Selama periode Kristenisasi, anak-anak pribumi dipisah paksa dari keluarga di bawah kebijakan asimilasi pemerintah. Kebijakan itu digambarkan sebagai genosida budaya, dan menjadi sorotan.

Setelah survei radar menemukan lebih 1.000 kuburan tak bertanda di halaman sekolah asrama yang dikelola gereja, luka sejarah atas semua yang dilakukan gereja dan pemerintah muncul kembali.

Juni 2021 lalu, Paus Fransiskus mengungkapkan rasa sakitnya atas penemuan kerangka 215 anak-anak di sebuah sekolah asrama yang dikelola gereja, tapi pemimpin Gereja Katolik itu tidak mengemukakan permintaan maaf.

Sistem yang diterapkan antara 1831 sampai 1996 itu setidaknya mengeluarkan anak-anak First Nation dari rumah-rumah.
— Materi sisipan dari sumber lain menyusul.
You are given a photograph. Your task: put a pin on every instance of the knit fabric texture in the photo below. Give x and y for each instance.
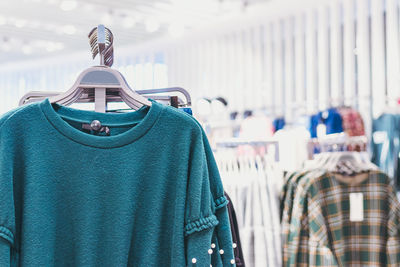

Pihak gereja membawanya ke sekolah asrama yang dijalankan atas nama pemerintah federal Kanada.

Anak-anak itu dipaksa memeluk Kristen, dan tidak diijinkan berbicara dalam bahasa ibu.
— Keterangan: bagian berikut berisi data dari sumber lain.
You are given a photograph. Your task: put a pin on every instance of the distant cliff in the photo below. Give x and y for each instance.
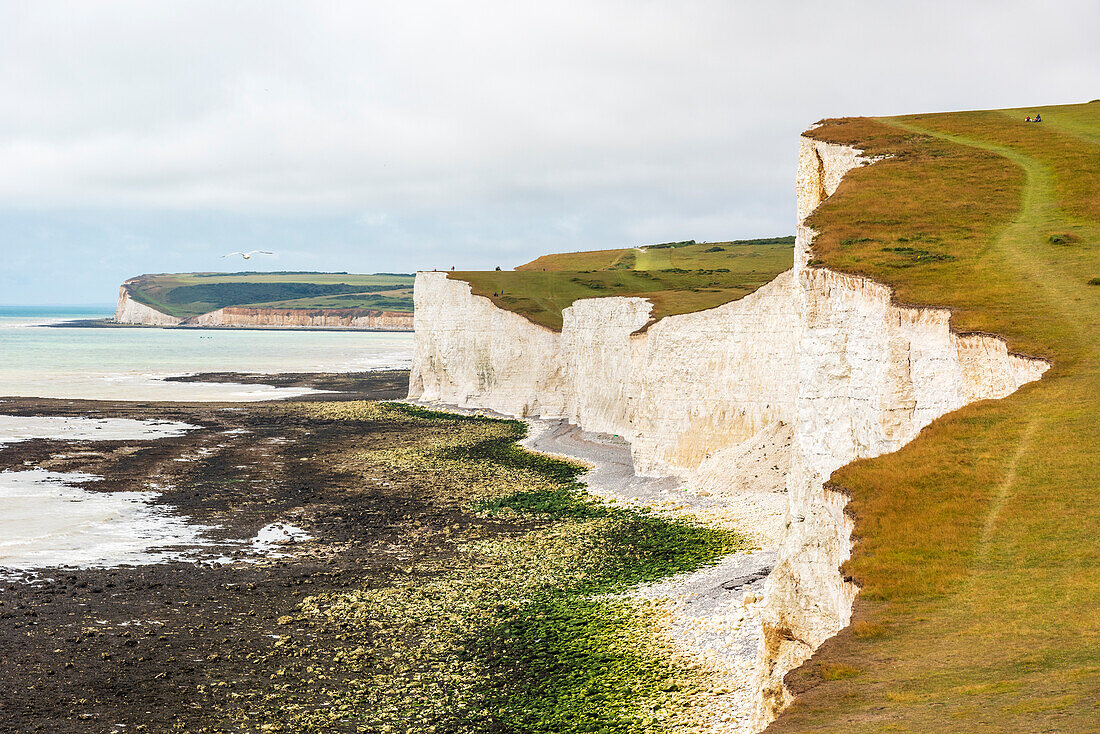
(131, 310)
Komisi Kebenaran dan Rekonsiliasi Kanada (TRC) dibentuk untuk menyelidiki efek sistem sekolah asrama, dan melaporkannya pada tahun 2015.

Menurut TRC, anak-anak itu kekurangan gizi, dipukuli, dan dilecehkan. Semua itu dilakukan pengelola sekolah asrama sebagai bagian dari sistem genosida budaya.
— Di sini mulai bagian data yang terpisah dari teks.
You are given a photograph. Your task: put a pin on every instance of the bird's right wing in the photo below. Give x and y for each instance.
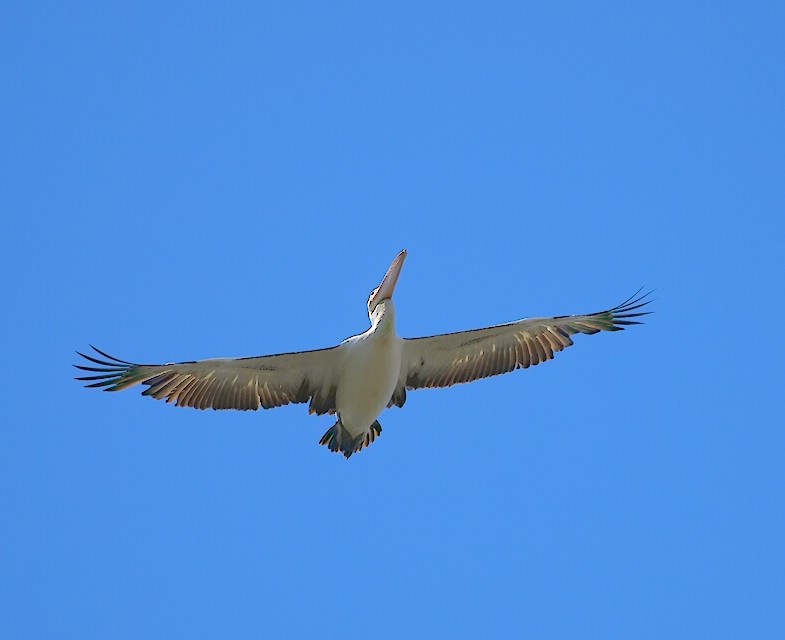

Permintaan maaf kepausan adalah satu dari 94 rekomendasi TRC, tetapi Konferensi Waligereja Kanada mengatakan tahun 2018 bahwa Paus merasa tidak dapat secara pribadi meminta maaf atas ekolah-sekolah asrama.

Anak-anak First Nation memiliki rambut panjang, yang sering memiliki makna spiritual dalam kepercayaan asli. Pihak pengelola sekolah memotong rambut anak-anak itu sejak mereka datang.

Anak-anak itu juga tidak boleh lagi berbicara dalam bahasa ibu kepada rekan-rekannya. Siswa juga harus menanggalkan nama asli, dan diberi nama Eropa. Sering, bukan nama yang diberikan tanpi nomor dan seragam.

Sekolah mengajarkan ketrampilan manual; anak laki-laki diajarkan pertukangan, perempuan dipersiapkan sebagai penghuni dapur. Tidak hanya sekolah, anak-anak itu juga dipekerjakan sebagai pembersih kotoran dan memberi makan hewan.

Tahun 2008 pemerintah Kanada meminta maaf di Parlemen, dan mengakui kekerasan fisik dan seksual di sekolah-sekolah asrama merajalela. Banyak siswa dipukul karena berbicara dalam bahasa ibu.

PM Justine Trudeau mengatakan Gereja Katolik harus bertanggung jawab atas perannya dalam menjalankan banyak sekolah asrama, dan membantu mengidentifikasi jenazah.